Gemeinschaft und Vereinsamung in
Einrichtungen der stationären Altenhilfe
Freie Universität Berlin
Institut für Soziologie
Diplomarbeit
eingereicht im Februar 2005
Erstgutachter: Dr. Harald Künemund
Note: 1.0
Die Meinung, dass es auf jeden Einzelnen selbst ankomme, ist häufig anzutreffen, wenn es um die Frage geht, wie erfolgreich ein Mensch befriedigende soziale Kontakte findet. Tatsächlich scheint es Stile der Kontaktaufnahme und Kontaktpflege zu geben, die das Knüpfen neuer Kontakte erleichtern oder erschweren. Daneben gibt es aber auch Rahmenbedingungen, die die Kontaktchancen eines jeden Einzelnen beeinflussen oder gar festlegen.
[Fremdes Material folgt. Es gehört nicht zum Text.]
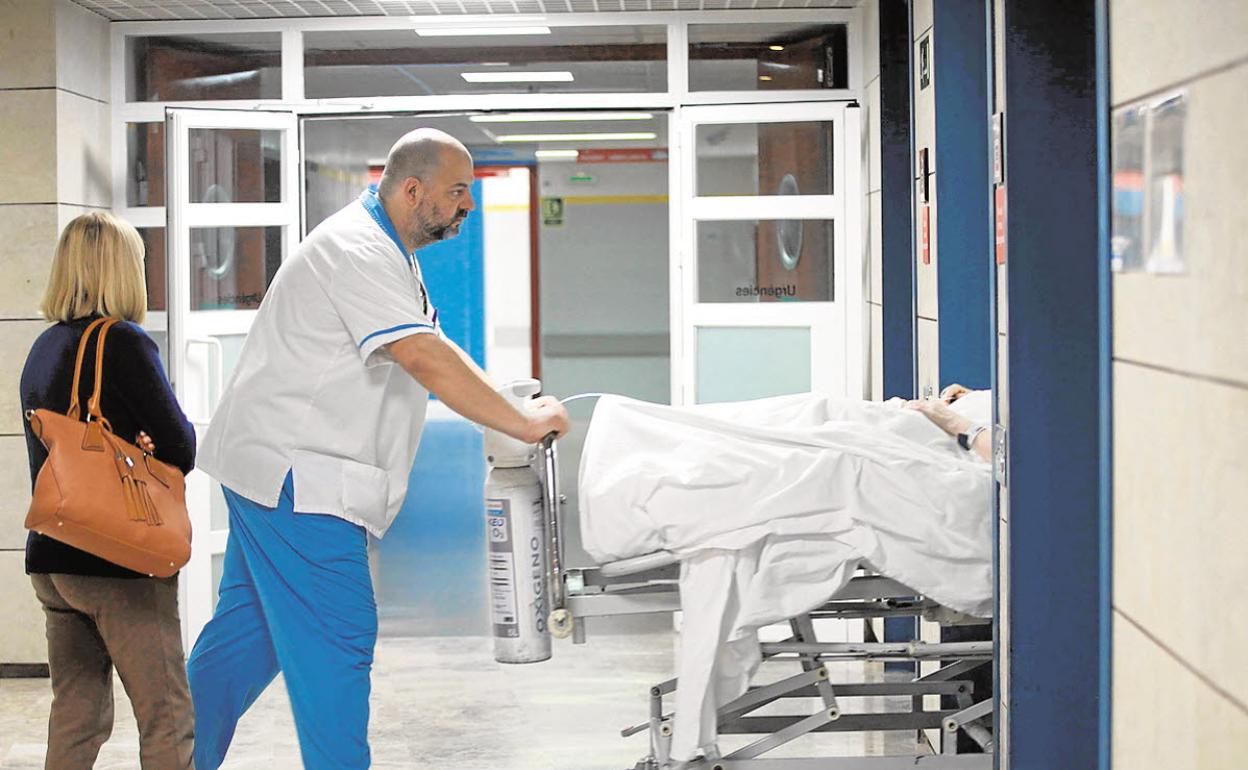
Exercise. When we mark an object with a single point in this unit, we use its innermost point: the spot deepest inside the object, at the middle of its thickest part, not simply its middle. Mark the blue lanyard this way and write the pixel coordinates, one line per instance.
(372, 204)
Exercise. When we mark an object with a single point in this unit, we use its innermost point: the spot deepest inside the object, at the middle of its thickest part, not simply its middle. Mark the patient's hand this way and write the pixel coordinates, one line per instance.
(941, 416)
(952, 392)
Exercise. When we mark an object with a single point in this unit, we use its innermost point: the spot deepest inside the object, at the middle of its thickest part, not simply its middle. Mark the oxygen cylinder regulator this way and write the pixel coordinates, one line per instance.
(517, 542)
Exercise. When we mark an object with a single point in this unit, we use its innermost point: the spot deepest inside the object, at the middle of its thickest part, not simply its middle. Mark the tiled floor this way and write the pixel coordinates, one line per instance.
(443, 704)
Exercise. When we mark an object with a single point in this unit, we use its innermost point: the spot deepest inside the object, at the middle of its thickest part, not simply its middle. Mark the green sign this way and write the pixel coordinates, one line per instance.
(552, 212)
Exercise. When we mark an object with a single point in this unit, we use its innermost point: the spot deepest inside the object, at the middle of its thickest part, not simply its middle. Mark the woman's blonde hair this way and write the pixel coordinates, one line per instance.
(97, 270)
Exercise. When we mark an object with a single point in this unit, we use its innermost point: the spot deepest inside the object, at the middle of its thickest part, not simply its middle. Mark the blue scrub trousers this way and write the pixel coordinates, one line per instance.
(296, 597)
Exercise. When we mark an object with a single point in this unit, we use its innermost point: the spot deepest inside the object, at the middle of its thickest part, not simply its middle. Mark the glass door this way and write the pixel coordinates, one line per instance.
(232, 215)
(768, 270)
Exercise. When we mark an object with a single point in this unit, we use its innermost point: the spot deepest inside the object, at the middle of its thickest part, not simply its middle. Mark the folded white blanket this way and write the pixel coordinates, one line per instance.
(771, 506)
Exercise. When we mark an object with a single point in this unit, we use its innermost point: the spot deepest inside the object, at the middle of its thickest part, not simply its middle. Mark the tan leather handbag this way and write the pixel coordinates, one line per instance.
(102, 494)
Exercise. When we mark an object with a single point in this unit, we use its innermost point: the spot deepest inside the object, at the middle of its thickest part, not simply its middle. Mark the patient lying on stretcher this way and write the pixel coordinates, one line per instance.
(771, 506)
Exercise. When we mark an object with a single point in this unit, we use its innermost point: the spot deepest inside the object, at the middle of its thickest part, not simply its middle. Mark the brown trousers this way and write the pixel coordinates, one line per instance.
(95, 624)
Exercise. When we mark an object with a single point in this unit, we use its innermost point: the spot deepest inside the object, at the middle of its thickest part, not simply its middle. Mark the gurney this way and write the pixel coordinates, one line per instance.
(648, 583)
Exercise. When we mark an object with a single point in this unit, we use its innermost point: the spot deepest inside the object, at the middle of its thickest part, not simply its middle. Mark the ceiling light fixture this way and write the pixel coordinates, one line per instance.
(542, 117)
(474, 31)
(517, 76)
(557, 155)
(640, 136)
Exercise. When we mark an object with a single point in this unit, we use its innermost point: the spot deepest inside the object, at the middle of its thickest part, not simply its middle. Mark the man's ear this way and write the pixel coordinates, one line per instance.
(413, 189)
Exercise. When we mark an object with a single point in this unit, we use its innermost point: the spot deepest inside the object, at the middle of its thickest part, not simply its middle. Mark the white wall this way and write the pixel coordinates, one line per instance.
(604, 300)
(504, 206)
(54, 165)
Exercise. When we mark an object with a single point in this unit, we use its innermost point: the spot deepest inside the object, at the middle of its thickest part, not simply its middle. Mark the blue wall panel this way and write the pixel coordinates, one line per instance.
(962, 192)
(1057, 331)
(432, 562)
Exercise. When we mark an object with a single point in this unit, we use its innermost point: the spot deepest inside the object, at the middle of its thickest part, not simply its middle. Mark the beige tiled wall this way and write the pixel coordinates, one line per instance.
(54, 164)
(1181, 413)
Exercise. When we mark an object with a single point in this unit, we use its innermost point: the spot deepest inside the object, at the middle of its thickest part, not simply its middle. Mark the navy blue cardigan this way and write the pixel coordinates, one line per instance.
(136, 397)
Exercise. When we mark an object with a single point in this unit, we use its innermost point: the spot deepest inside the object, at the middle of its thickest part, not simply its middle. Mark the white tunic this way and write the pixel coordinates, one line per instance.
(315, 391)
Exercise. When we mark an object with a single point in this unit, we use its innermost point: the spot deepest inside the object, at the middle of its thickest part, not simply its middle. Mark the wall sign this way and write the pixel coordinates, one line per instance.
(999, 155)
(552, 212)
(999, 219)
(924, 187)
(925, 235)
(925, 70)
(1148, 200)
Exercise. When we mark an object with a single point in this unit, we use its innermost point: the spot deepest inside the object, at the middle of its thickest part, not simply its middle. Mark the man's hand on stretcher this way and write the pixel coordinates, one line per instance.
(447, 372)
(949, 421)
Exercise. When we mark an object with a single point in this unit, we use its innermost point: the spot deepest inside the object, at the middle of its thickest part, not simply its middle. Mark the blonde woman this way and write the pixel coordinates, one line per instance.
(101, 615)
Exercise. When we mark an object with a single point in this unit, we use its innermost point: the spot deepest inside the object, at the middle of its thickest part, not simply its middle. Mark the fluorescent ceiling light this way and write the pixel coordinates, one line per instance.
(543, 117)
(473, 31)
(578, 137)
(517, 76)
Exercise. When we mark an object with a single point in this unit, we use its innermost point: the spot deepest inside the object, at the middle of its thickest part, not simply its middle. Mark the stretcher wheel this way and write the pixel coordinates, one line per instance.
(560, 623)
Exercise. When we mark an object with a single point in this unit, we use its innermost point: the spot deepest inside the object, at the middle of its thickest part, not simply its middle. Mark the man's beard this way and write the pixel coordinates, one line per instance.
(434, 232)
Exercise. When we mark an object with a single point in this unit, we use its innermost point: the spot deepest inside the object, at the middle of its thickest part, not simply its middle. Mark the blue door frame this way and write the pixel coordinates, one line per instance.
(1058, 483)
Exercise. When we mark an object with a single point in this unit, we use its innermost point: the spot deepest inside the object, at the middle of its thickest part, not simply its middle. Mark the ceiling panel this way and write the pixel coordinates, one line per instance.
(149, 10)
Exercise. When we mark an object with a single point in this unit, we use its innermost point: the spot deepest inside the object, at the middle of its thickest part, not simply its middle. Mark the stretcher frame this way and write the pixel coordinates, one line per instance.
(648, 584)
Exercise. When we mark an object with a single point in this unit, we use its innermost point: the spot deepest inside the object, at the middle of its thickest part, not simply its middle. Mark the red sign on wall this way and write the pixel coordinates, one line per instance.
(629, 155)
(925, 237)
(1000, 224)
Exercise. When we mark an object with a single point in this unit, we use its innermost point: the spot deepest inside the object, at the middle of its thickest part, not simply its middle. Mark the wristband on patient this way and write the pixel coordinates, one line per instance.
(967, 439)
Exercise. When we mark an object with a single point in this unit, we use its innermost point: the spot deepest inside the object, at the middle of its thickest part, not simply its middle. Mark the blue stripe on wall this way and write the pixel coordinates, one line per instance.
(962, 192)
(897, 265)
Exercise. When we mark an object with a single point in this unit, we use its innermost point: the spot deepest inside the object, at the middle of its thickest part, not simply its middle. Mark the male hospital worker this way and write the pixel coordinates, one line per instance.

Insbesondere das Leben im Heim wird in diesem Zusammenhang mit negativen Aspekten wie Langeweile, Vereinsamung und Hilflosigkeit in Verbindung gebracht: Obwohl es für Bewohner in stationären Einrichtungen aufgrund der räumlichen Nähe und der viel zur Verfügung stehenden freien Zeit viele Möglichkeiten gäbe, Menschen zu treffen und kennen zu lernen, werden diese Möglichkeiten aber offenbar kaum genutzt.
Die sozialen Beziehungen im Heim wurden in einer qualitativen Studie auf jene Faktoren hin untersucht, die soziale Beziehungen fördern oder hemmen und die somit als ursächlich für Einsamkeit gelten können. Heimbewohner scheinen nach unseren Ergebnissen aufgrund verschiedener Rahmenbedingungen oft nicht in der Lage zu sein, befriedigende Beziehungen zu anderen Bewohnern herzustellen. Dabei lassen sich personenbedingte, heimstrukturelle und umweltbedingte Faktoren differenzieren, deren Berücksichtigung in der Praxis ein Stück weit mehr Lebensqualität im Heim ermöglichen könnte.